Installing some plugins in Photoshop is pretty straight forward as the installation makes the needed connections and the next time you start the program all is well. In some cases there is really no installation. In the case of Topaz plugins for example, simply pointing Photoshop at the folder where the Topaz programs reside is all that is necessary. That is done in Preferences by checking the “additional plugins folder” option and directing Photoshop to the folder. If you have other plugins that work the same way you can simple create a folder for all of your plugins and make that the destination.

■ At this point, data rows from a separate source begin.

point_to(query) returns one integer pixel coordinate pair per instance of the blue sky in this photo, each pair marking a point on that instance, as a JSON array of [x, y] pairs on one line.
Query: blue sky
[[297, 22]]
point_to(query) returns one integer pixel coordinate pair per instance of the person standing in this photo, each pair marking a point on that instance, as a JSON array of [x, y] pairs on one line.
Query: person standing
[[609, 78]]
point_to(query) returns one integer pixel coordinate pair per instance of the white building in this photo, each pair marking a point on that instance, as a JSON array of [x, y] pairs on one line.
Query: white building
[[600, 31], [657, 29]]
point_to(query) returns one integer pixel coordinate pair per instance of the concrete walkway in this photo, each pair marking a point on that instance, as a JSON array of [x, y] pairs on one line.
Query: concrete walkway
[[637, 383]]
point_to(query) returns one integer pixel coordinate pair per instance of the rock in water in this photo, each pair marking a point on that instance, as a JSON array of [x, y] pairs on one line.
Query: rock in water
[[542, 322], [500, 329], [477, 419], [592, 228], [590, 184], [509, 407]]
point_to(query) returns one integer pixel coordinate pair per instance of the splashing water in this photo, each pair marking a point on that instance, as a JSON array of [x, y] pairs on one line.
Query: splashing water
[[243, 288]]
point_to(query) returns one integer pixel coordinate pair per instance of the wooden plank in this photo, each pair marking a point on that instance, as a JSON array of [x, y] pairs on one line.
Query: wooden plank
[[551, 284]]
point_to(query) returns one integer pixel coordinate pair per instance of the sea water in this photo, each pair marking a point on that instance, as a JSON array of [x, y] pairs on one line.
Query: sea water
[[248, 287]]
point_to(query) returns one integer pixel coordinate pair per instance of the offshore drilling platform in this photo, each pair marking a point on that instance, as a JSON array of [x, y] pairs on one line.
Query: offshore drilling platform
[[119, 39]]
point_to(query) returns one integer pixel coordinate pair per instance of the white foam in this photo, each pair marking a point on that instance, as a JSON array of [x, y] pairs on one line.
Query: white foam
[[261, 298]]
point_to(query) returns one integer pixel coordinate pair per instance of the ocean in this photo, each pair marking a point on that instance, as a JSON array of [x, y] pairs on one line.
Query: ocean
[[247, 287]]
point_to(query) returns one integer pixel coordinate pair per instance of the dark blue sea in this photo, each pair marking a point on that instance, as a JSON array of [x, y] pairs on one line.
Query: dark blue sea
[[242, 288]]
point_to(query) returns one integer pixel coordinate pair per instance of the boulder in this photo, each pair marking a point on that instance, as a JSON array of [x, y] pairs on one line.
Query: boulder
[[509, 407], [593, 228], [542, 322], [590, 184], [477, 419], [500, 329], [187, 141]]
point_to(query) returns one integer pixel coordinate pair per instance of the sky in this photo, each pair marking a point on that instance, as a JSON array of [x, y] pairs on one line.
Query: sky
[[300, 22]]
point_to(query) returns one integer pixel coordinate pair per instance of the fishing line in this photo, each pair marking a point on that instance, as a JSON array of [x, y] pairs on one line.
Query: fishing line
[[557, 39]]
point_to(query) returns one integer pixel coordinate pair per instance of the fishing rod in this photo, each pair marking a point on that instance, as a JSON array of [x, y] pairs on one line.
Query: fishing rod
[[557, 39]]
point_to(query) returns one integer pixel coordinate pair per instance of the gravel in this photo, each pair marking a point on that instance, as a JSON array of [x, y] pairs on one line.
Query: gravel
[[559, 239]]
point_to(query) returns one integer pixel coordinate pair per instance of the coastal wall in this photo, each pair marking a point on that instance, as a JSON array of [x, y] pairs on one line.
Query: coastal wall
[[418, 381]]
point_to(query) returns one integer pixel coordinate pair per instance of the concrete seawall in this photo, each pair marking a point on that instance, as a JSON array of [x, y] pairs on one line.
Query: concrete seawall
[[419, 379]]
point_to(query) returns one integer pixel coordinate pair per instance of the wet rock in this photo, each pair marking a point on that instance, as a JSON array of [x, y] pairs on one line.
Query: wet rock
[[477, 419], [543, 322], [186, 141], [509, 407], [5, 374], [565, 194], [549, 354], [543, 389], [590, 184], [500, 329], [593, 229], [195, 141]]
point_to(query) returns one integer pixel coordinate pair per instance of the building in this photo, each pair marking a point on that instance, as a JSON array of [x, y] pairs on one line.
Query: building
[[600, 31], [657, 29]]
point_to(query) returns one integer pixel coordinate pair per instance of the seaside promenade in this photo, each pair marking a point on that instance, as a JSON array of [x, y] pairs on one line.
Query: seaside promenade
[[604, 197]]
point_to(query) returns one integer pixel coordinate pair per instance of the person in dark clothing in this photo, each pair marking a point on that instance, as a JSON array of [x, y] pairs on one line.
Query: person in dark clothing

One of my friends discovered that her Nik plugin did not transfer quite so easily into CS6 and I was no help as I am not familiar with their software. For those of you who may use them, here is the procedure recommended by Nik to get their software into CS6. Not intuitive.
“To get our software into CS6, you will need to download the latest versions of the current plug-ins from http://www.niksoftware.com/downloads. Install CS6 and run it at least once. Then shut it down. Uninstall our plug-ins, and then re-install using the downloads from our website.”

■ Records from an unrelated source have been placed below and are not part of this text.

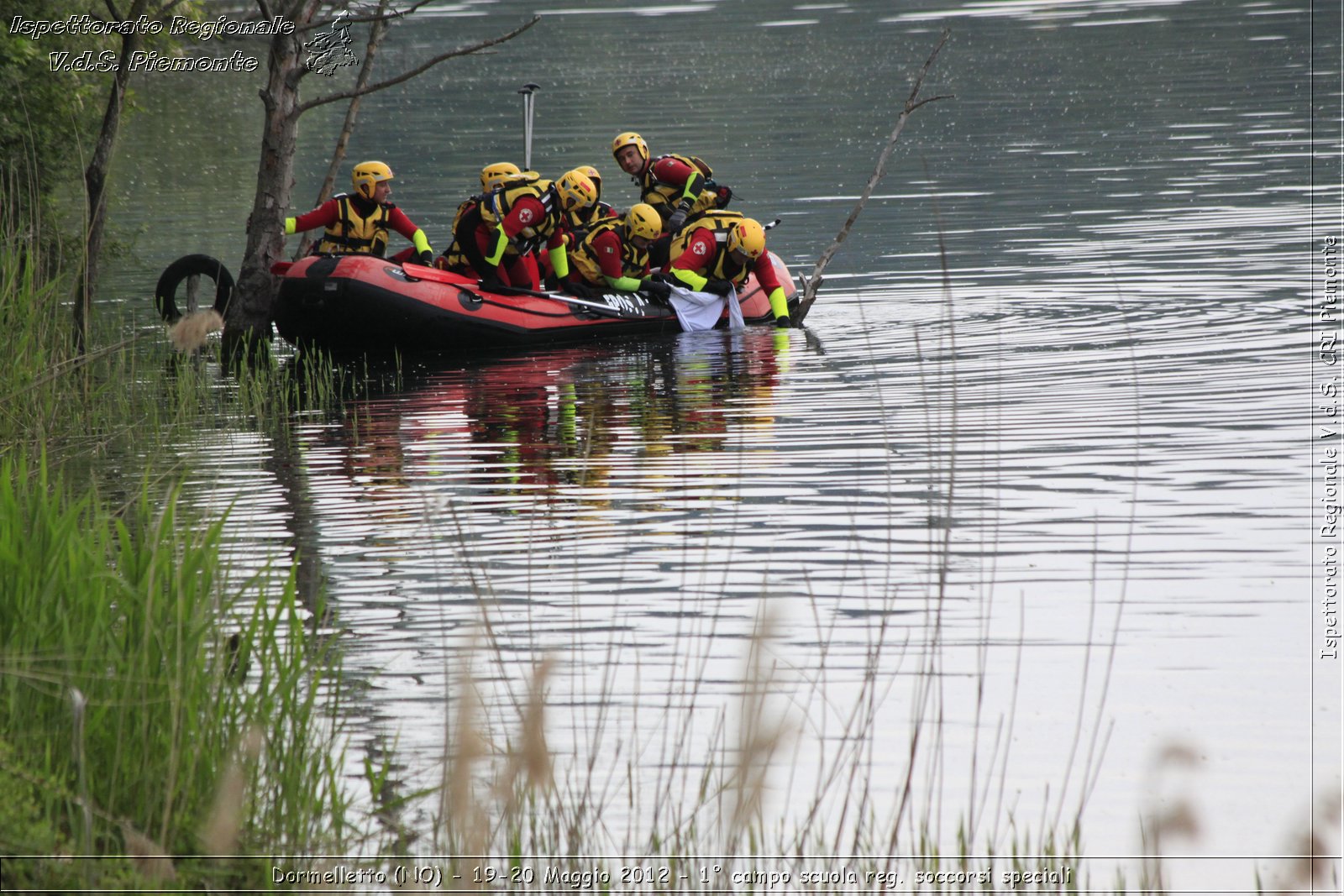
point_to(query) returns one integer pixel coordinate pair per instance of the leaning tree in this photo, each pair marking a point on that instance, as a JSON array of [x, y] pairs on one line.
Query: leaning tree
[[248, 322]]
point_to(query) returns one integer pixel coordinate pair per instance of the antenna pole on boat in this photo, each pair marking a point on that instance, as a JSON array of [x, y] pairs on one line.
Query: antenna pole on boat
[[528, 105]]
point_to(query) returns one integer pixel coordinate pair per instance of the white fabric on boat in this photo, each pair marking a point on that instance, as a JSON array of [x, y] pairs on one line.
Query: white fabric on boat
[[702, 311]]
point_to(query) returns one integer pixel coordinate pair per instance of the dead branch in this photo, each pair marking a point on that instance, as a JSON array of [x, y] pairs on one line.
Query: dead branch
[[407, 76], [381, 16], [913, 102]]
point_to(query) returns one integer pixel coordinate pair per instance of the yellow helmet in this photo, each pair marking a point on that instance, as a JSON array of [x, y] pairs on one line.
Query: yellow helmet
[[366, 175], [575, 190], [748, 237], [496, 174], [631, 139], [643, 221]]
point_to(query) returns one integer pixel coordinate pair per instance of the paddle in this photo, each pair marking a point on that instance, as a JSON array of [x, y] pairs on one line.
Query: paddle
[[421, 271]]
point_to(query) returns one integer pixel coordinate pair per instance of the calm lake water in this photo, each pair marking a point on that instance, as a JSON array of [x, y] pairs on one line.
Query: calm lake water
[[1105, 417]]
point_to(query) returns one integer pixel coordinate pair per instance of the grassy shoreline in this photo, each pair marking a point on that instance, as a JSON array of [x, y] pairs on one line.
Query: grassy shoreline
[[151, 712]]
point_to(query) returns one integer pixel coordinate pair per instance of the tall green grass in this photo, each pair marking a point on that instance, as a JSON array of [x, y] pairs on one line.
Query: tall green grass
[[140, 710], [158, 720]]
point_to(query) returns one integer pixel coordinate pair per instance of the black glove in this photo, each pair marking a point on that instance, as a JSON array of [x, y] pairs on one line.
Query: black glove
[[679, 217], [718, 286], [655, 288]]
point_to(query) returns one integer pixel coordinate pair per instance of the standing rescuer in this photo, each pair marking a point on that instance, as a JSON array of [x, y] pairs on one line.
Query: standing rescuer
[[360, 222], [503, 233], [492, 176], [675, 186], [718, 251]]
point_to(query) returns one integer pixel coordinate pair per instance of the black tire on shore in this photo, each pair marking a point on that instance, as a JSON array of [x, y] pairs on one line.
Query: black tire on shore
[[165, 293]]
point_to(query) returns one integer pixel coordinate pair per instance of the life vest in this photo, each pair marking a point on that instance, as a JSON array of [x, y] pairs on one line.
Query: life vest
[[719, 222], [454, 257], [665, 196], [635, 261], [499, 203], [581, 221], [353, 233]]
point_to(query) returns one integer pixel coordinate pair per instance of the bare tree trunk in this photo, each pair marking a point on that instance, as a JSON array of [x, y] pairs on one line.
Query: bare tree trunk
[[248, 317], [96, 179], [366, 69]]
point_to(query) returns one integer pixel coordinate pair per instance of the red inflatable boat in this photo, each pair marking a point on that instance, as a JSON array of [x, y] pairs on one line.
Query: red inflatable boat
[[360, 302]]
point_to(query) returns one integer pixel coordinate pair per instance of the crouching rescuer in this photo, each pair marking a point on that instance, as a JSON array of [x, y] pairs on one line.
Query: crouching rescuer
[[718, 251], [615, 255], [358, 222]]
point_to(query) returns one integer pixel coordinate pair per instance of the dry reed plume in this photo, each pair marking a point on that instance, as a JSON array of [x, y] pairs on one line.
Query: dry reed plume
[[190, 332]]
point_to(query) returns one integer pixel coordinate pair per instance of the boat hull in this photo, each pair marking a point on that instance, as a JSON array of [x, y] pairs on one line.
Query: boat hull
[[360, 302]]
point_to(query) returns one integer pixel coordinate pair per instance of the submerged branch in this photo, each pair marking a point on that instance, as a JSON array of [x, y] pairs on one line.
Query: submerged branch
[[913, 102], [421, 69]]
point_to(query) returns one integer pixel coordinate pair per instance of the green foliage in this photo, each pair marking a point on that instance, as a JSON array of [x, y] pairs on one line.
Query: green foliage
[[49, 117], [128, 685]]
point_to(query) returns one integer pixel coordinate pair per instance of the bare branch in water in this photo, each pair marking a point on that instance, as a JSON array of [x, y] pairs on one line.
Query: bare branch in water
[[913, 101]]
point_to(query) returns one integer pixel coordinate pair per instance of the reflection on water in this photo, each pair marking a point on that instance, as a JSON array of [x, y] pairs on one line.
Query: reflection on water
[[1102, 416]]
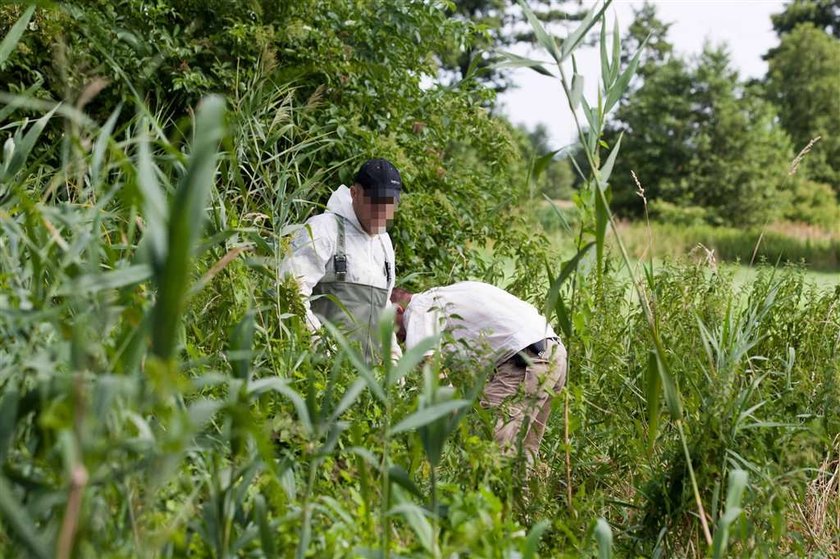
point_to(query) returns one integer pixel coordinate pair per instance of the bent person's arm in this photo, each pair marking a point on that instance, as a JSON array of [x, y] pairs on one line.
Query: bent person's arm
[[307, 263]]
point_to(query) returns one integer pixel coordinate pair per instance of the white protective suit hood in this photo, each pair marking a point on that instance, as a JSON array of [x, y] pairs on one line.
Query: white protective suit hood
[[341, 203]]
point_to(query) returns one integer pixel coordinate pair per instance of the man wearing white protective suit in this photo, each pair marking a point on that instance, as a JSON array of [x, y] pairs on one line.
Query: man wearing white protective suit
[[343, 259]]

I do not use many plugins but I do recommend a few that do more than you can easily accomplish within the program itself. The Topaz DeNoise and InFocus plugins have proven useful over time in refining an image. If you like to work with HDR images, Photomatix Pro is likely the best candidate and can work as a plugin or a stand alone program. A free program called Picturenaut produces realistic results but doesn’t have much tone mapping control if you are into the more edgy looks. Useful productivity tools are available from Russell Brown at http://www.russellbrown.com/. He is Senior Creative Director at Adobe and writes a number of scripts that work within Photoshop and Bridge. His Image Processor Pro is a vast improvement over the one supplied by Adobe with Bridge and I am surprised that it isn’t the default processor for the program.

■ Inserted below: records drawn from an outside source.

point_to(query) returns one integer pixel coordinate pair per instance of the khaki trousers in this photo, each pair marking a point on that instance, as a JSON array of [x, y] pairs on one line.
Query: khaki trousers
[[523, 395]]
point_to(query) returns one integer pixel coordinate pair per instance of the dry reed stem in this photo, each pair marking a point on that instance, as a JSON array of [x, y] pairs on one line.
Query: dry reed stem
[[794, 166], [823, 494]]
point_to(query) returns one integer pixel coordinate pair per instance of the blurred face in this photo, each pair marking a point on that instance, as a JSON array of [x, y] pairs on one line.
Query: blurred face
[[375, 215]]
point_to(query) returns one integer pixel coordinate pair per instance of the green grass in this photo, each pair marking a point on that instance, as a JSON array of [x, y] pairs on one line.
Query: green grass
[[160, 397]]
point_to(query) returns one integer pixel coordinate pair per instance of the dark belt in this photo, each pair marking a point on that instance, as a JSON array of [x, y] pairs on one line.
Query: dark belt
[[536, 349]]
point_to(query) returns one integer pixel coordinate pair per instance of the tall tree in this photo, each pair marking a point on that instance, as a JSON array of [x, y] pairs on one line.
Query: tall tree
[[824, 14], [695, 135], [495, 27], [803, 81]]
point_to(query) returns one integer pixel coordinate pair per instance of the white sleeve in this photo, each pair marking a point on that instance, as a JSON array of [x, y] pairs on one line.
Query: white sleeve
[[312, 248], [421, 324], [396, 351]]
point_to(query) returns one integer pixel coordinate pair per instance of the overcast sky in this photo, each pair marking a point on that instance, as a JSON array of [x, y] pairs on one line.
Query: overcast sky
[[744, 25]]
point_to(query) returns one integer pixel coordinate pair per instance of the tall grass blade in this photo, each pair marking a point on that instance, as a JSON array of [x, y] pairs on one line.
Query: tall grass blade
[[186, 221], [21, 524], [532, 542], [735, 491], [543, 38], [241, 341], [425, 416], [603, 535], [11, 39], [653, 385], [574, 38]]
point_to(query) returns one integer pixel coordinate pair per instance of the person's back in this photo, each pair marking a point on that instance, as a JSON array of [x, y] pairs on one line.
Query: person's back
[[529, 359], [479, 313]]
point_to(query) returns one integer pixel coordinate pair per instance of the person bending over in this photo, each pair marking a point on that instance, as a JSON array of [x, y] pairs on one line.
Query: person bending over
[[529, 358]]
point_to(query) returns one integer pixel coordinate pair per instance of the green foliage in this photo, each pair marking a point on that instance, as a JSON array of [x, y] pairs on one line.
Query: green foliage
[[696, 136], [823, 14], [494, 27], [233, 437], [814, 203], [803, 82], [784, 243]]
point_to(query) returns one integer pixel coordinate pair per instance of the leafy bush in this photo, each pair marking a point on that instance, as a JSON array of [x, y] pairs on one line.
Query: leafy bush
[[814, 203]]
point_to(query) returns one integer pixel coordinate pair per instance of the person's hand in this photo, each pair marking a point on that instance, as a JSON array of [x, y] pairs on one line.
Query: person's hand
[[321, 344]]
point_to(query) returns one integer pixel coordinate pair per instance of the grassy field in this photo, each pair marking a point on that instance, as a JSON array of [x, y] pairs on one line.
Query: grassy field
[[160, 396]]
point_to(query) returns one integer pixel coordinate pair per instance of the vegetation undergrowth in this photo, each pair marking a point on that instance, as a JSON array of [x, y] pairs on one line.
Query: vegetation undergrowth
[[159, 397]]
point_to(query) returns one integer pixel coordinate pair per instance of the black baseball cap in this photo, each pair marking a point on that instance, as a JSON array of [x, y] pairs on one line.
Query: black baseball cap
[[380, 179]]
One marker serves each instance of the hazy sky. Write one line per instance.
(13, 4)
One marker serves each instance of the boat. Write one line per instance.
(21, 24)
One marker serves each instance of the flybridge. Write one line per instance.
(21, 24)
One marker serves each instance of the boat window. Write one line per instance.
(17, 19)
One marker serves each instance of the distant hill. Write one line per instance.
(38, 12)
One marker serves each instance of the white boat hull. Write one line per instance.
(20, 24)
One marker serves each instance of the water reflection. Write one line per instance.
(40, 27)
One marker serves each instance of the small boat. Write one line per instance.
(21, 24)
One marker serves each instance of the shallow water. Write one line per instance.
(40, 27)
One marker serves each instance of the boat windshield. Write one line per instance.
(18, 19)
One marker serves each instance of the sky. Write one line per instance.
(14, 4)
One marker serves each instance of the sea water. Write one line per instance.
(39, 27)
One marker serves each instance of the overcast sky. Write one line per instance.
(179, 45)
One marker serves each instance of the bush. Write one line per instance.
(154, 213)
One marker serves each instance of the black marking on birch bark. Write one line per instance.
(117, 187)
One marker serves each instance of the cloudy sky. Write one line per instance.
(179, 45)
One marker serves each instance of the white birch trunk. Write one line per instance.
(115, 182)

I’m sure you have your personal favorites, and that is fine. I usually prefer to “pick and shovel” my way through the Photoshop tools to accomplish my image refinements, even minimizing the use of actions except to simply reduce repetitive procedures where creative modifications are not called for. There is no reason to ignore plugins if they help you, especially in productivity. Just remember to maintain your creativity by not letting them be the style setter for your photography.